Don't gate IO libraries by default #494

Open hammer opened 3 years ago

hammer commented 3 years ago

Given the presence of wheels for all 3 of our upstream IO libraries, I think it makes sense to favor convenience now and have pip install sgkit pull in the IO libraries by default.

jeromekelleher commented 3 years ago

I'd vote for holding off on this until we have some conda packages or insight into how hard this is going to be. I agree it's an unpleasant hack, but we live a world of unpleasant hacks.

Plus, we'll make life miserable/impossible for Windows users if don't gate these libraries. I don't think we should write off Windows users, there's plenty of things people can do with sgkit without needing access to VCF/plink etc files.

tomwhite commented 3 years ago

we'll make life miserable/impossible for Windows users if don't gate these libraries

Plink and bgen already work on Windows (and have very small wheels), so it's only VCF that's an issue. It should be possible to put all the IO libraries in the top-level namespace and either make the VCF ones not present or raise exceptions on Windows.

BTW I think there is a workaround for VCF on Windows, which would be use scikit-allel's vcf_to_zarr function followed by sgkit's read_vcfzarr function - although I haven't tried it.

jeromekelleher commented 3 years ago

OK, but let's see if we can get a conda package build before we start changing stuff. There will be headaches, I'm sure of it.

I'll start the ball rolling there after we get the next release out?

tomwhite commented 3 years ago

There will be headaches, I'm sure of it.

😄

I'll start the ball rolling there after we get the next release out?

So the next release should not be a pre-release, right?

jeromekelleher commented 3 years ago

So the next release should not be a pre-release, right?

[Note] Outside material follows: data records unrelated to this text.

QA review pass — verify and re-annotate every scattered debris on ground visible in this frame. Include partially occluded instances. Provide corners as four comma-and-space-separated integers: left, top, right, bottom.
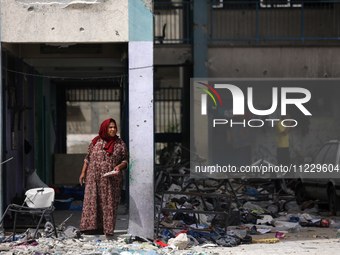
3, 177, 340, 254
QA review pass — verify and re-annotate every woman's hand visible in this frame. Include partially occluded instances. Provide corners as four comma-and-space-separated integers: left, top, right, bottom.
113, 166, 121, 173
79, 172, 86, 186
79, 162, 88, 186
113, 162, 127, 172
103, 162, 127, 178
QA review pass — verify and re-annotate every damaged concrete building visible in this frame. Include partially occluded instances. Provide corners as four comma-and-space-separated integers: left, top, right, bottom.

Actually, no, it can be either. It turns out that we can have pre-releases packages it's just that conda is hopeless with differentiating them from non-prereleases. But, if we only have pre-releases up there, then it should be fine.

So, the general rule is "don't make pre-release conda packages", but in this case it'll be fine for us.

jeromekelleher commented 3 years ago

Probably the path of least resistance for us will be to make a bioconda package, which seems like the right thing to do given the dependencies. Windows users can use the pip package, which is fine I think.